There’s something humble about Jesse Eisenberg writing, directing, and co-starring in a film, only to give its plum role to Kieran Culkin. Eisenberg, still, writes himself arguably the best scene in this picture; maybe the jury’s still out on the humble thing. David (Eisenberg) and Benji (Culkin) meet at the airport ahead of a trip to Poland. Their grandmother has recently passed and set some money aside for the two young men to take a tour of the motherland––captured, courtesy DP Michal Dymek, in visually and emotionally arresting images.

They’re a bit of an odd couple. Despite being extremely close childhood friends, life got in the way. David’s a digital-ad salesman with a family in New York City. Benji is something of a transient who plants his flag in upstate Binghamton but has no real direction to speak of. When Benji mails himself weed to the hotel in Poland, neurotic David can barely make sense of the rationale. The tour consists of British guide James (Will Sharpe, endearing), divorcee Marcia (Jennifer Grey, winning), an older Jewish couple (Liza Sadovy and Daniel Oreskes), and Eloge (Kurt Egyiawan), an African-born tourist who has converted to Judaism.

It’s a steadfast group dynamic thrown into chaos by the presence of Benji, whose up-and-down energy often demands more than the collective is willing to give. Culkin is asked to perform a high-wire act with the Benji character; one might recall Bill Murray’s nimble work in What About Bob? To play a burden, a burst of life, and an unknowable agent of tumult at once is no easy feat. Culkin’s success renders Benji a real, living organism. We all know or have known a Benji––time spent with them is both too much and too little. Some moments are ruined by his frankness. Other moments are made essential in the lives of these strangers. That Culkin has both the charm and bite to carry it is superb, and there’s a bravery to the open-endedness Eisenberg permits. It’s clearly a personal endeavor and clear point of growth as a filmmaker.

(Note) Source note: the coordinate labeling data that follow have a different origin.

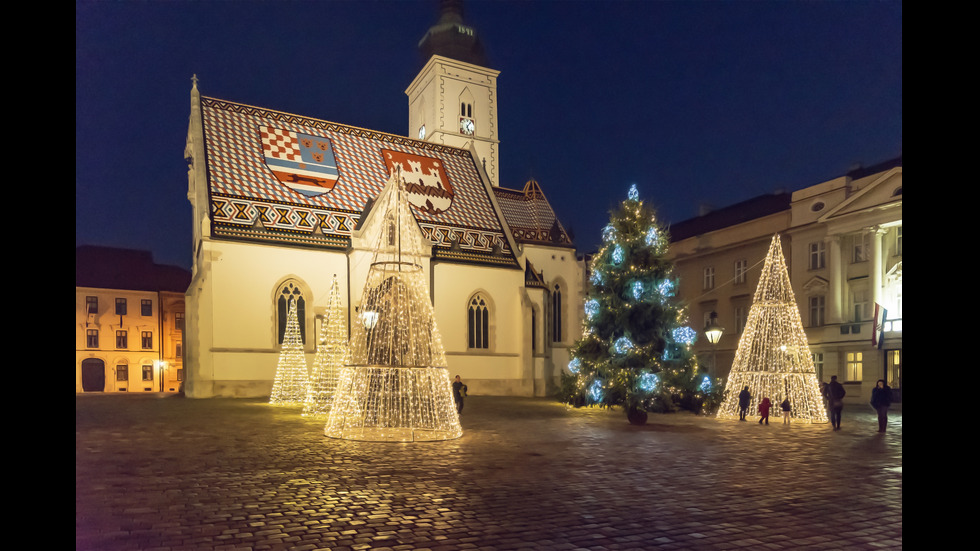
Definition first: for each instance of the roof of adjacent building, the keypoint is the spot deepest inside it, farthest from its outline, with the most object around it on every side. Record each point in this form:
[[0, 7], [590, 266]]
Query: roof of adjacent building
[[530, 216], [128, 269], [264, 184]]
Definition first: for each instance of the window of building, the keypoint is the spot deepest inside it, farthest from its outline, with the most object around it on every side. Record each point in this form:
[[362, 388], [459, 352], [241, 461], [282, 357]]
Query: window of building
[[741, 268], [556, 314], [741, 318], [478, 322], [817, 310], [709, 277], [288, 291], [817, 255], [853, 368], [92, 338]]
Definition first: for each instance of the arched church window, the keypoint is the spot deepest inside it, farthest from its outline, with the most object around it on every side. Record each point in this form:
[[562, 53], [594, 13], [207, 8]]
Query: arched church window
[[289, 291], [478, 322], [556, 314]]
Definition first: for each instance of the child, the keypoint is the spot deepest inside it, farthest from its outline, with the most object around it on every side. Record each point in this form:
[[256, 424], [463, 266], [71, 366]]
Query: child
[[764, 406], [786, 410]]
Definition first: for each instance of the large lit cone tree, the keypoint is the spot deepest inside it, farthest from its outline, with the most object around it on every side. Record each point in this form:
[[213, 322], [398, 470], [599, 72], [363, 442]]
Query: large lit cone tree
[[292, 373], [331, 356], [773, 358], [635, 350], [396, 387]]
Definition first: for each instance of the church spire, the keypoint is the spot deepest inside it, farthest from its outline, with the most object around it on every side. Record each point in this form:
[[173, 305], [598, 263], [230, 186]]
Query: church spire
[[451, 37]]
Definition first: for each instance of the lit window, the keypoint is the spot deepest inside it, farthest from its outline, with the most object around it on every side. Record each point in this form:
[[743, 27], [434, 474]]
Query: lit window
[[92, 338], [817, 255], [854, 366], [709, 277], [478, 322]]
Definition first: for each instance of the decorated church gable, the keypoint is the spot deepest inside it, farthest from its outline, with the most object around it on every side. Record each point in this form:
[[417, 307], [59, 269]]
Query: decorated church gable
[[289, 179]]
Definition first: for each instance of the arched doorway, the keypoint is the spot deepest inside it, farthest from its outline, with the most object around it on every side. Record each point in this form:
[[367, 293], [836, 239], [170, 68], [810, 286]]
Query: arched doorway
[[93, 375]]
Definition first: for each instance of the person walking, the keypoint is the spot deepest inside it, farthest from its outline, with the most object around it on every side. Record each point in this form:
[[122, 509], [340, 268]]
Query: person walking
[[764, 406], [744, 398], [786, 409], [835, 398], [459, 392], [881, 398]]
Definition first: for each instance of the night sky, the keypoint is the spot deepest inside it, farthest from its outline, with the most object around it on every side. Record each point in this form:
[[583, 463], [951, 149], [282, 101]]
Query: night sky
[[696, 102]]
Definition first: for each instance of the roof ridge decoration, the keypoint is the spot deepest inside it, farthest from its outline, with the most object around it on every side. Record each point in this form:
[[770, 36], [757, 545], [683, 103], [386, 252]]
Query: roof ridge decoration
[[280, 177]]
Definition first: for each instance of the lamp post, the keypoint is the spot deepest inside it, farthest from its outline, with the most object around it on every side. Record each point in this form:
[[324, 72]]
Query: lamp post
[[713, 332]]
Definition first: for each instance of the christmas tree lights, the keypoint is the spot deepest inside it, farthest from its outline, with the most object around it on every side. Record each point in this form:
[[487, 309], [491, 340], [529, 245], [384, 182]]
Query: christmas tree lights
[[773, 358], [397, 386], [331, 356], [292, 374], [635, 351]]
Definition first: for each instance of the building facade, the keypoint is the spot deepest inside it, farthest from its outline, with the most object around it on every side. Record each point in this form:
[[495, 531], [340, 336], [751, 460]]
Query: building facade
[[281, 204], [128, 322], [842, 240]]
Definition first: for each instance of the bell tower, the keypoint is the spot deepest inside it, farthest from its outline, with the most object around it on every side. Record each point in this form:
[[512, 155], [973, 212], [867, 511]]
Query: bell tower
[[453, 99]]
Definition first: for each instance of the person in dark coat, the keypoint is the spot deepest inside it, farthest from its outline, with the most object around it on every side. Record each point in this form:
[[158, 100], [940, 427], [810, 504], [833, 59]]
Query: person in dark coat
[[459, 392], [744, 398], [835, 398], [881, 398], [764, 406]]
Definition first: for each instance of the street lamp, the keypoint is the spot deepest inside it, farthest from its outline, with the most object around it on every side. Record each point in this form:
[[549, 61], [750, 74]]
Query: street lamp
[[713, 332]]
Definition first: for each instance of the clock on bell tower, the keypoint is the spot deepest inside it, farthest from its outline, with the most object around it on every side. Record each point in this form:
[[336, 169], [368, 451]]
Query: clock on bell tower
[[453, 99]]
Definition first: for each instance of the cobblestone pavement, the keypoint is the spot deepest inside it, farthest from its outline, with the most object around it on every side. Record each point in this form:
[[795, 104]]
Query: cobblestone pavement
[[164, 472]]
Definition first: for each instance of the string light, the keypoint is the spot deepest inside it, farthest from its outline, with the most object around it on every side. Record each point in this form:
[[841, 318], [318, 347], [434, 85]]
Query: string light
[[292, 374], [331, 356], [773, 357], [396, 387]]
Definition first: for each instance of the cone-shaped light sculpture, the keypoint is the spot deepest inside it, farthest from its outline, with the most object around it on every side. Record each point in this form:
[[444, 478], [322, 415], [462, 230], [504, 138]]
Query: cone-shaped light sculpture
[[396, 387], [331, 356], [773, 358]]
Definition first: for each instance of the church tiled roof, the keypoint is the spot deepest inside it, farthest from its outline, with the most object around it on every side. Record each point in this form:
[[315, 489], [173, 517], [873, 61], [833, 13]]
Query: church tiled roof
[[530, 216], [286, 178]]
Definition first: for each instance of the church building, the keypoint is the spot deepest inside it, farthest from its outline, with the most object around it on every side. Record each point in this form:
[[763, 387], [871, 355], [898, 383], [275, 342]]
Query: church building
[[282, 205]]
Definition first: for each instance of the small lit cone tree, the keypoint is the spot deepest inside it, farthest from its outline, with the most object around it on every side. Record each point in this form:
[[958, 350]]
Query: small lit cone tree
[[331, 356], [773, 358], [292, 373], [635, 351], [396, 387]]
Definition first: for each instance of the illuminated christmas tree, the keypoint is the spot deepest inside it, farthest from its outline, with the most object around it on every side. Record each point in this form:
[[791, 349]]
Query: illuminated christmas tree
[[331, 356], [292, 373], [773, 358], [635, 350], [396, 387]]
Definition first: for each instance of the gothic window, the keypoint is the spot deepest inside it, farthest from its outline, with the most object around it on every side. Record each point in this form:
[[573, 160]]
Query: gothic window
[[478, 322], [556, 313], [290, 290]]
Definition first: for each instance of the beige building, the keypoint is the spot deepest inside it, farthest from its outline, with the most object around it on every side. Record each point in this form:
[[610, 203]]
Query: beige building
[[842, 240], [129, 315], [282, 203]]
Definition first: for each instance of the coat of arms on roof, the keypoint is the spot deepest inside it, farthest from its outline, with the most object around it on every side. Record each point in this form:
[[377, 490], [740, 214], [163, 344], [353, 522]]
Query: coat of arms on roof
[[302, 162], [426, 183]]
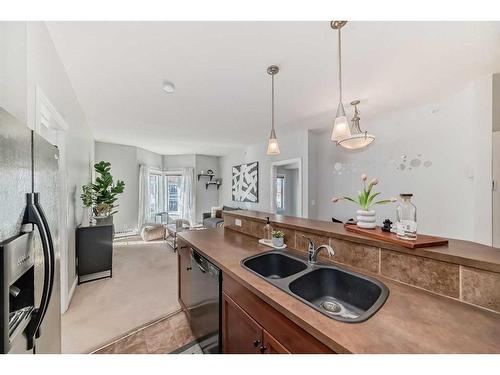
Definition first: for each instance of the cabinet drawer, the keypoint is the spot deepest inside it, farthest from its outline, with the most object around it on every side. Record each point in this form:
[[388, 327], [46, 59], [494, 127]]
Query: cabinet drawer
[[290, 336]]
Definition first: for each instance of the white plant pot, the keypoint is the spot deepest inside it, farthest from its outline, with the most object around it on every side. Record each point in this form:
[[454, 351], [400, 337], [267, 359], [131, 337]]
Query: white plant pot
[[365, 219], [278, 242]]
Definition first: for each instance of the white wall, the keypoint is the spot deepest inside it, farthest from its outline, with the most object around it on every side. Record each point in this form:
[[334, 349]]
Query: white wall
[[124, 166], [13, 68], [496, 192], [29, 59], [291, 190], [179, 161], [125, 161], [145, 157], [452, 194], [292, 145]]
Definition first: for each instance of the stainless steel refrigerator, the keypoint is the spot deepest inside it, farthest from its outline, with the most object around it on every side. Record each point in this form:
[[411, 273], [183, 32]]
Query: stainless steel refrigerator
[[29, 241]]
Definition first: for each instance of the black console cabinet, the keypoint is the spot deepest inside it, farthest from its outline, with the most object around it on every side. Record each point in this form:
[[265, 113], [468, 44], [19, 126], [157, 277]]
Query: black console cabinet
[[94, 252]]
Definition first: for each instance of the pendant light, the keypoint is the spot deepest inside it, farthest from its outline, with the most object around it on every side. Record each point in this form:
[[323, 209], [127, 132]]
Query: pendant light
[[340, 128], [358, 139], [273, 147]]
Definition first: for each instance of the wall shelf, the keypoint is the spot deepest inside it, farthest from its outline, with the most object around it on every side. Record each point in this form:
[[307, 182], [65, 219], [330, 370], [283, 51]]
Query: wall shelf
[[205, 175], [217, 182]]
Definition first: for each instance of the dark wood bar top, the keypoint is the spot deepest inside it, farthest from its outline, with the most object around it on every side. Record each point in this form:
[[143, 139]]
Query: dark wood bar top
[[461, 252], [411, 321]]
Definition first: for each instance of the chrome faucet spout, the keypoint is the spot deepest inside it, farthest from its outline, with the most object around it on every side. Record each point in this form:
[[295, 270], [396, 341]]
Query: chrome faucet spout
[[313, 251]]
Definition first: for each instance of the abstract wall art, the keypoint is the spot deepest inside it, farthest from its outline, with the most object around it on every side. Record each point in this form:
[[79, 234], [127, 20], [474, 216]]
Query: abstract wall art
[[245, 182]]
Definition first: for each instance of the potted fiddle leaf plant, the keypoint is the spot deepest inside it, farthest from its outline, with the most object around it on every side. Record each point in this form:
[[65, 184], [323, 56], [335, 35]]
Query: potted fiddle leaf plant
[[278, 238], [366, 201], [101, 196]]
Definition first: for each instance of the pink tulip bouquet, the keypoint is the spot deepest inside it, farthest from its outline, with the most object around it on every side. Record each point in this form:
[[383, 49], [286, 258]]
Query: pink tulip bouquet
[[365, 201]]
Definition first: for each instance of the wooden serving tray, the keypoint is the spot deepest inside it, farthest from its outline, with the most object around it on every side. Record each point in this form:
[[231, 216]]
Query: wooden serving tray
[[421, 241]]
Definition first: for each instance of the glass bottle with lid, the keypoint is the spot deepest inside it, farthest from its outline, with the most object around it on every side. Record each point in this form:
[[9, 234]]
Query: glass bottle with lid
[[406, 218], [268, 230]]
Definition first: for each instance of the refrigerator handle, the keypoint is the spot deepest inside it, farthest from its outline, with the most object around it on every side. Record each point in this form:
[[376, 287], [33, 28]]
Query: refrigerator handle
[[51, 250], [34, 215]]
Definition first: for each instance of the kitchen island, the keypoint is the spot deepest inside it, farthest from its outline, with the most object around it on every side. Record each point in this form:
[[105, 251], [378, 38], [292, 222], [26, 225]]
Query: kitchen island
[[412, 320]]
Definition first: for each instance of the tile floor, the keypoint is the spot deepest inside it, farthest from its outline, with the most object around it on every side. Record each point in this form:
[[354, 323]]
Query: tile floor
[[161, 337]]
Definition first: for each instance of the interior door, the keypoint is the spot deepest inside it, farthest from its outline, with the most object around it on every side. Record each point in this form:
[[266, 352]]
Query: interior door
[[241, 334], [185, 270]]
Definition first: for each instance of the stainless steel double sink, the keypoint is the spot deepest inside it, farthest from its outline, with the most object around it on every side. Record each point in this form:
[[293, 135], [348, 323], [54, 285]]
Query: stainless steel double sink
[[337, 293]]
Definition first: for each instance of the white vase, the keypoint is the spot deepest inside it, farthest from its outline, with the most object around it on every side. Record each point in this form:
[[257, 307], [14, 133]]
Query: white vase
[[278, 241], [365, 219]]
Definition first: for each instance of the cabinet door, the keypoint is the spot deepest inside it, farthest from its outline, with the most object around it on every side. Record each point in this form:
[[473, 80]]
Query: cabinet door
[[241, 334], [184, 274], [271, 346]]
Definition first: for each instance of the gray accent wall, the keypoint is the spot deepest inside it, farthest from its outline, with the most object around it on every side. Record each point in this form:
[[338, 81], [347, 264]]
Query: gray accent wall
[[293, 144], [28, 58], [440, 151]]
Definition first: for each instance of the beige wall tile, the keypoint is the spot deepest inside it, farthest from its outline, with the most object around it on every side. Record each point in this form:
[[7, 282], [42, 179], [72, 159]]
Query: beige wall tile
[[481, 288], [257, 229], [289, 236], [302, 244], [436, 276], [361, 256]]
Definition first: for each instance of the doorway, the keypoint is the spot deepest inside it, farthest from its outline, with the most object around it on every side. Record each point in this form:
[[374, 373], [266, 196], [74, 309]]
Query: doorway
[[51, 126], [286, 187]]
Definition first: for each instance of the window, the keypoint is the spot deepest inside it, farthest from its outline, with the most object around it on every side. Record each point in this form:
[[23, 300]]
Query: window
[[280, 193], [164, 196], [155, 205], [172, 195]]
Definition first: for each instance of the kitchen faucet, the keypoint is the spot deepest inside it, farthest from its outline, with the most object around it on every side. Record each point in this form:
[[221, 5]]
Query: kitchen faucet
[[313, 251]]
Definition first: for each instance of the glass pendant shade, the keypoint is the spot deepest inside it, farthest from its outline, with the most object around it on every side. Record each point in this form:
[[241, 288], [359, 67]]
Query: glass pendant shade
[[356, 141], [272, 147], [340, 129]]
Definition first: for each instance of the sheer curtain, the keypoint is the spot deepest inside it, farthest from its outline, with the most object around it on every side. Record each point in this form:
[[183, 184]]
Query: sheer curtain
[[187, 196], [143, 196]]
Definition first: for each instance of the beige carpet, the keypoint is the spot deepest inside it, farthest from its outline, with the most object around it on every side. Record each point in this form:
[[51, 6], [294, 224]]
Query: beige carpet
[[143, 288]]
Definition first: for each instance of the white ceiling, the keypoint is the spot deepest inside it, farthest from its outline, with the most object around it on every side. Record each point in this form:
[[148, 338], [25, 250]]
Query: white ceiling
[[222, 98]]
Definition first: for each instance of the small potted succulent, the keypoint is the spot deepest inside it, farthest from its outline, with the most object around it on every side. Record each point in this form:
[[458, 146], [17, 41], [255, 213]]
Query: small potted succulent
[[366, 200], [278, 238]]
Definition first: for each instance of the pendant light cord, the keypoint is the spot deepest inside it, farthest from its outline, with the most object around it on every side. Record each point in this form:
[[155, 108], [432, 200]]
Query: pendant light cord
[[272, 101], [340, 65]]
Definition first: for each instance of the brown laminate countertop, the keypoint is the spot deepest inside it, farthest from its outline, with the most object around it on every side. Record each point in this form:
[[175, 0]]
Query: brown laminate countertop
[[461, 252], [411, 320]]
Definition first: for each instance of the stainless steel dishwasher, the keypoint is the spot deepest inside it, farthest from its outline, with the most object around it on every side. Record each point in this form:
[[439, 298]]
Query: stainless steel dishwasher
[[205, 304]]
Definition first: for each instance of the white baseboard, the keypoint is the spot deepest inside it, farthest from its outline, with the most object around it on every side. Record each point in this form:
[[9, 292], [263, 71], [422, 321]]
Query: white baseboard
[[71, 292]]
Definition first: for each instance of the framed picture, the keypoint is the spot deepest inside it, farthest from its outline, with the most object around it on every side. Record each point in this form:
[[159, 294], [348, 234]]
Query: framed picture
[[245, 182]]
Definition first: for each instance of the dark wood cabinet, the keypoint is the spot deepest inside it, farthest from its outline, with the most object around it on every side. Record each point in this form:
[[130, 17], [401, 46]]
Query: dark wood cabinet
[[184, 275], [242, 334], [271, 345], [94, 252], [251, 326]]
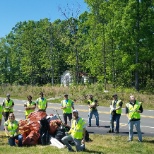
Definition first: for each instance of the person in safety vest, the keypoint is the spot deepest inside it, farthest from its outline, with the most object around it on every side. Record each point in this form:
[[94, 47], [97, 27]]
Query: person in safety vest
[[67, 105], [1, 111], [115, 113], [133, 110], [12, 131], [92, 104], [76, 134], [41, 103], [8, 105], [29, 106]]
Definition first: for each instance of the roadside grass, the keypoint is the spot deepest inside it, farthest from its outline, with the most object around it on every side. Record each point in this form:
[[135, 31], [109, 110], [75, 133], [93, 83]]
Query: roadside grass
[[100, 144], [79, 93]]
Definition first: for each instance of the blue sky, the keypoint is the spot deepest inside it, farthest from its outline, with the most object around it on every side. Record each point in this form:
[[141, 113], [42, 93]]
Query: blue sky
[[13, 11]]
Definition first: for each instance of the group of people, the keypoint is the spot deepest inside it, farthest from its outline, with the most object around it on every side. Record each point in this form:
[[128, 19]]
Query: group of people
[[133, 110], [78, 124]]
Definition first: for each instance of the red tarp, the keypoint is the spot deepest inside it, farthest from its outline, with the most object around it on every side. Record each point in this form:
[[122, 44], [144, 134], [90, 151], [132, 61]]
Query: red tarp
[[30, 127]]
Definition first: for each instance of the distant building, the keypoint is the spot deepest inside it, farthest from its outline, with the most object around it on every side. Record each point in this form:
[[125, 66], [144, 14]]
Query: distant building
[[66, 78]]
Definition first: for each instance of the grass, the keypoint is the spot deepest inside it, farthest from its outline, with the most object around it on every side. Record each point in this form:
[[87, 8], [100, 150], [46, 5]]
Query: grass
[[78, 92], [100, 144]]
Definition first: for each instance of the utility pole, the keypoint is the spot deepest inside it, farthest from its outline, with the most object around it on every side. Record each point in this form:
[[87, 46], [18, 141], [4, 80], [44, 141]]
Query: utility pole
[[137, 45]]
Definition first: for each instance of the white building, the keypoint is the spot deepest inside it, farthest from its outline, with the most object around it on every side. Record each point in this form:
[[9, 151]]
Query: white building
[[66, 78]]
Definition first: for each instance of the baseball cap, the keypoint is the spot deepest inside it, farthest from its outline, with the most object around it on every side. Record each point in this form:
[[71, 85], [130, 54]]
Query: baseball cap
[[75, 111]]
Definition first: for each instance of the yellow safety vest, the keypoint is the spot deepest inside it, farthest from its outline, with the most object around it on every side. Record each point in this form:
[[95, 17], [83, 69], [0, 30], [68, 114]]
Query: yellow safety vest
[[132, 114], [77, 128], [28, 104], [68, 105], [8, 105], [12, 127], [42, 103], [92, 103], [119, 111]]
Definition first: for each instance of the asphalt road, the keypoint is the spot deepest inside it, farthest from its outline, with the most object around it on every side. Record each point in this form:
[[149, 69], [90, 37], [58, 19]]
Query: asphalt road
[[147, 121]]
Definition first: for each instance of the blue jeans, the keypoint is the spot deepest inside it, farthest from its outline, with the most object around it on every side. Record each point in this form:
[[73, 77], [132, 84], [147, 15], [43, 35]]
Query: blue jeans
[[90, 115], [115, 118], [137, 125], [69, 138], [11, 140]]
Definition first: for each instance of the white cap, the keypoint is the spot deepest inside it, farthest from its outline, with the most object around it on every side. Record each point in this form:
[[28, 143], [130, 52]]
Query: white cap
[[75, 111]]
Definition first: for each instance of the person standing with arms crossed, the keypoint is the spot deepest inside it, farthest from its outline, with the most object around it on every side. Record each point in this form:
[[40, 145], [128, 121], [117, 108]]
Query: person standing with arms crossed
[[76, 133], [67, 105], [29, 106], [92, 104], [42, 103], [8, 105], [12, 131], [133, 110], [115, 111]]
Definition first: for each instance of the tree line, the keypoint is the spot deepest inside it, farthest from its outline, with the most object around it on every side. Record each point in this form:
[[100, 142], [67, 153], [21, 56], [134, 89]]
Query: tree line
[[112, 42]]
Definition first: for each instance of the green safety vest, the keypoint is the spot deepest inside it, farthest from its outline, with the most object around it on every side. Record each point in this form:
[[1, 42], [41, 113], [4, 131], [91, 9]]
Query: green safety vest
[[68, 106], [42, 103], [27, 112], [119, 111], [132, 114], [92, 103], [12, 127], [8, 105], [77, 128]]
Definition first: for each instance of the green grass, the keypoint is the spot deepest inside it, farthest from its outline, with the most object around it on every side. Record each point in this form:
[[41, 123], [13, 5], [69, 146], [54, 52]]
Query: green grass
[[78, 92], [100, 144]]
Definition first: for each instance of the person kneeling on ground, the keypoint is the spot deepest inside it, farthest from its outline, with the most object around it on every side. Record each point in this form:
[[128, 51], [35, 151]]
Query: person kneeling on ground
[[12, 131], [76, 133]]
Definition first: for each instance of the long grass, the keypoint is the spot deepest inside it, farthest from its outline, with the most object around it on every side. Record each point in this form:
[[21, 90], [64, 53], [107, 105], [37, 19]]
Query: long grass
[[100, 144], [79, 93]]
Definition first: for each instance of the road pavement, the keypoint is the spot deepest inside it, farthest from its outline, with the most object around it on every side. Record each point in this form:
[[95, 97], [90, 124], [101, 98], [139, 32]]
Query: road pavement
[[147, 118]]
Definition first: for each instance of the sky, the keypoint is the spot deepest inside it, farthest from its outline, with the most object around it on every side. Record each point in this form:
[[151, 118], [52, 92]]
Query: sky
[[14, 11]]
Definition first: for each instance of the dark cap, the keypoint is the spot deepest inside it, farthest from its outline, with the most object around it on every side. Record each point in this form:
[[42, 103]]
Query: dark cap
[[114, 95]]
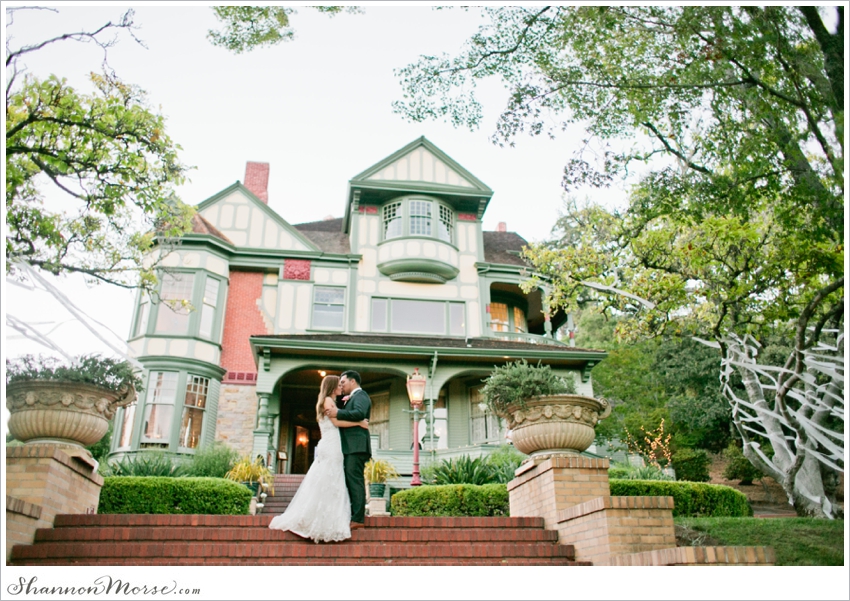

Through this lead duo we observe and confront identity in the context of generational culture. What does it mean that you are “Polish”? Or “Italian”? What is one to do with that information? What exactly does it inform in your very American life? In an extended scene, the tour visits a concentration camp. It’s tragic and heartfelt and mostly silent. Is simply acknowledging the horrors of the past enough? That A Real Pain doesn’t quite have an answer to the identity question is among the more honest things I’ve seen at this festival. That Benji––this film’s most complicated character––seems to encompass that uncertainty makes it all the more poignant. And a little bit painful.

A Real Pain premiered at the 2024 Sundance Film Festival and will be released by Searchlight Pictures.